Endometriosis is a pain you can see at a laparoscopy, but often it is only one part of pelvic pain. Many girls and women with endometriosis have a mix of different symptoms, not just period pain.” (Pelvic Pain Foundation of Australia)
The latest figures say that one in 9 women have endometriosis. Some of these women live with severe pain, others have minimal symptoms but everyone’s experience with endometriosis is difficult. Many wait 9 years or more for an accurate diagnosis.
Symptoms of endometriosis include but not limited to;
lower abdominal aching
pain during and after a bowel motion
nausea and/or vomiting
Cramps are not unusual when it comes to having your period, however pain that stops you from living everyday life is not normal.
A study published in 2017 found that two-thirds of women with endometriosis experience some form of sexual dysfunction, which includes painful sex, known as dyspareunia. There have actually been quite a few studies about sexual function and satisfaction in women with endometriosis, before and after laparoscopic surgery. More recently there have been a couple of studies (still to be published) about sexual satisfaction of partners. All these are an important studies in order to work towards the quality of life of all those impacted by endometriosis. Hopefully, there will be similar studies conducted soon that include same-sex couples and trans and gender nonconforming people.
Being a sexologist who came to be a sexologist because of my own personal experience with endometriosis. I was one that experienced pain with sex as a result of my endometriosis (although it is important to note that not everyone with endometriosis experiences pain during sex). I would describe pain with sex to have ranged from a dull ache to sharp, stabbing pain, they are common descriptors of the pain. I have had clients describe the pains as feeling like a hot poker was stabbing them through there vagina and into their pelvis and abdomen. Others have used the term knife stabbing followed by sharp nails scraping from the inside out. Penetrative sex or thrusting during intercourse can stretch, pull or push against the misplaced endometrial tissue and scar tissue in the pelvis. The severity of the pain may vary depending on a number of factors: how deep the penetration is, when sex is happening and where the implants are located. There can also be a psychological part that may also play a role in pain. When dealing with endometriosis and repeated periods of pain, the body can start to equate sexual stimulation with pain. When we are in pain we automatically go into postures and behaviors to protect us, our body braces for pain which equals tension including tension in the pelvis. As a consequence, this protective action or fear reaction can negatively impact libido, cause reduced vaginal lubrication, pelvic floor tension, one or all of these can make sex more painful and continue to feed into the pain cycle.
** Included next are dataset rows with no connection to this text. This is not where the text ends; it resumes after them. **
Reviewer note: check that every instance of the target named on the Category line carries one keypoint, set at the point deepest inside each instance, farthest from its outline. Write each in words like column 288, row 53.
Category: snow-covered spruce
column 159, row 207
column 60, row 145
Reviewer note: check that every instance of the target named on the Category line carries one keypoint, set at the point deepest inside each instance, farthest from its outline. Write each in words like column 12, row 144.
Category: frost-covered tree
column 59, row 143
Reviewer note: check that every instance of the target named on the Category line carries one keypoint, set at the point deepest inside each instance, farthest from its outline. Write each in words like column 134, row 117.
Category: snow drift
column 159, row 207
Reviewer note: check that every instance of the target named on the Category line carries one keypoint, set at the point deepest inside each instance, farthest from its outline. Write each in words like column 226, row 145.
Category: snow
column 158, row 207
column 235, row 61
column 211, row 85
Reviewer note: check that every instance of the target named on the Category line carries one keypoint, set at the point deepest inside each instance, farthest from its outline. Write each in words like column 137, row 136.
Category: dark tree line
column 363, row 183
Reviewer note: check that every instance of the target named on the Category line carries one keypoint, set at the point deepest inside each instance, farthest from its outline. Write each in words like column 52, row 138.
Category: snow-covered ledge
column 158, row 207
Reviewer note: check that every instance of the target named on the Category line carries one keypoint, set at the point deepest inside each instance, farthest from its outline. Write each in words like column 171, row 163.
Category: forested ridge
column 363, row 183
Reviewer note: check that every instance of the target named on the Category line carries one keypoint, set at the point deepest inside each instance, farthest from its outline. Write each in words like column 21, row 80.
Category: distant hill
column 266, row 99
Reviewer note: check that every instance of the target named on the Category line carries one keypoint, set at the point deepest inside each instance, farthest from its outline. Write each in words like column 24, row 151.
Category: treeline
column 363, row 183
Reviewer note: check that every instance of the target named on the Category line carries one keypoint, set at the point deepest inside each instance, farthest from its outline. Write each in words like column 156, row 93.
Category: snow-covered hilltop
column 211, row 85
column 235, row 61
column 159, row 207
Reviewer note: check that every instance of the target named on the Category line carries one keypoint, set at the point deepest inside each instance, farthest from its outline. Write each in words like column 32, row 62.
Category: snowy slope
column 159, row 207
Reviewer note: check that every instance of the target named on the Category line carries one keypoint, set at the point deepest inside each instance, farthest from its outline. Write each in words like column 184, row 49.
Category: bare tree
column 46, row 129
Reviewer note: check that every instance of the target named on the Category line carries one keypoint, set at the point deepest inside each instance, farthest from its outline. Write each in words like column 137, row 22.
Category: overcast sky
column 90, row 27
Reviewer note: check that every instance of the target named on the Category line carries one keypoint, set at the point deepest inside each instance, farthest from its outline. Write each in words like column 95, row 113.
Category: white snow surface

Sex is suppose to be pleasurable and enjoyable, chronic pain or episodes of severe pain will take away from that for all those involved. Pain that we as vulva owners experience and also because our partners do not want to be the reason we hurt.
Here are some tips to boost intimacy while avoiding pain;
- Communicate with your partner.
- Position, Position
The missionary may be extremely painful, this has to do with how your uterus is positioned in this position. For some women, being on top allows them to have more control over the depth of penetration and can reduce pain. If you and your partner like the connection you have in the missionary position you can try using pillows or a wedge to adjust the position of your hips. The other tip would be no feet on shoulders, keep them down to control the depth of penetration. The other way you can control the depth of penetration is by using a product like the Ohnut. The Ohnut is like a cushion and allows you to adjust the number of rings to control the depth of penetration. Try different positions and see what works for you.
- Time it right.
- Use lube.
- Try new things
- Erotica and sexy images.
- Consider talking to a health professional.
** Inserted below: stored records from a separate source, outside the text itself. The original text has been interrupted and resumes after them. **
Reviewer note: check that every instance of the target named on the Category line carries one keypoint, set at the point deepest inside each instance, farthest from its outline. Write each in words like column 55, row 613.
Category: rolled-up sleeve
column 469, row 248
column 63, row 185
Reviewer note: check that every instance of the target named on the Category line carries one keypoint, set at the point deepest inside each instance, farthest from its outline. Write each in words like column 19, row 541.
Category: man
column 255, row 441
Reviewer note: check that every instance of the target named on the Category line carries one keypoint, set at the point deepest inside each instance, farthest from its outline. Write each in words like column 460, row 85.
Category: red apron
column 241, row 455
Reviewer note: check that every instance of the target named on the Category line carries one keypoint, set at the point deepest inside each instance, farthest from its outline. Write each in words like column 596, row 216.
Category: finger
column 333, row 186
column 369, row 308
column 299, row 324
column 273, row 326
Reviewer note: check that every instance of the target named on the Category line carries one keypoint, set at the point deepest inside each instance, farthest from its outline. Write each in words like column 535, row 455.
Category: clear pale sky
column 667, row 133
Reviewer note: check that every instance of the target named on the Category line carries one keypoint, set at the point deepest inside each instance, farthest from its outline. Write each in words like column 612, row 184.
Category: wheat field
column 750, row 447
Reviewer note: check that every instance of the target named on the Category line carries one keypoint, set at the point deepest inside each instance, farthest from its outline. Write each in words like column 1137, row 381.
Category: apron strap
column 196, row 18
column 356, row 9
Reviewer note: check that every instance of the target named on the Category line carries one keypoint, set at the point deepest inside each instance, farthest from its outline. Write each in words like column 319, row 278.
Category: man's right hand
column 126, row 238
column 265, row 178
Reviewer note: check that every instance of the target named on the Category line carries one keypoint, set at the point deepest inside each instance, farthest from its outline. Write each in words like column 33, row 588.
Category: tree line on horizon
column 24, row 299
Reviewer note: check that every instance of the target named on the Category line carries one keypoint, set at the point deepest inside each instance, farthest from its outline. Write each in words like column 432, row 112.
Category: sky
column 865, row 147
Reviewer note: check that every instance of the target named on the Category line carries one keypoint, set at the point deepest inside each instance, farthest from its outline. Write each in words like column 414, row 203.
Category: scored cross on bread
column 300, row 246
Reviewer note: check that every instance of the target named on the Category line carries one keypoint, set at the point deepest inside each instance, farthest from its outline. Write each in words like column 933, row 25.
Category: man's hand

Your team of health practitioners is important in your care, in talking about medical treatment options but also for talking about sexual issues. Useful additions to this team include a pelvic physiotherapist and a sexologist who has knowledge of endometriosis. They can help you find ways to reduce your pain, improve your quality of life, inside and outside the bedroom and give you tools to improve communication with your partner(s).